One problem for our armed forces is the same as it is for the civilian world: We use devices, the devices collect data on where we are and what we do, and this makes us vulnerable to “bad actors.”
As a recent report puts it, “Malicious use of data: the usage of data exploiting vulnerabilities in order to deceive, disrupt, interfere and ultimately do harm to individuals and/or society.”
The report, published last month by researchers at NATO’s Strategic Communications Centre of Excellence, in Riga, Latvia, can be read or downloaded here. It contains a chapter titled, “The Current Digital Arena and Its Risks to Serving Military Personnel.”
Its authors say that disinformation campaigns, much in the news, are not the only threat to our society. In the wake of the Cambridge Analytica scandal, Mark Zuckerberg’s testimony to Congress, and the EU’s General Data Protection Regulation enforcement in 2018, Allied militaries should be defending themselves against “malicious ways” that might include manipulation, impersonation, doxing (releasing information about someone), and sensitive-information harvesting.

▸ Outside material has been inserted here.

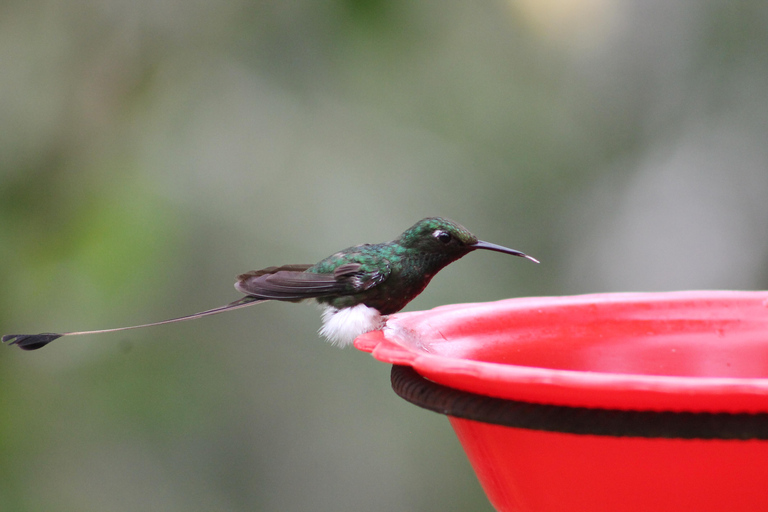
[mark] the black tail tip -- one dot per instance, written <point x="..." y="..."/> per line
<point x="31" y="341"/>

Sometime recently, NATO researchers embedded in a field exercise of Allied troops and played their role as the “enemy” by being digitally malicious. (The dates and location of the exercise, and which nation’s troops were involved, are classified.) This “red team” used “impersonation, honeypot pages, social engineering, general monitoring and befriending of accounts, people search engines and open source databases” to monitor and mess with troops, who were not told of the project.
“The level of personal information that could be found…was very detailed and enabled the research teams to craft influence activities,” researchers say. Instagram gave them the “timeliest information”; Facebook helped them identify people and map their links to other service members. (Soldiers did not use Twitter much during the exercise, for what it’s worth.)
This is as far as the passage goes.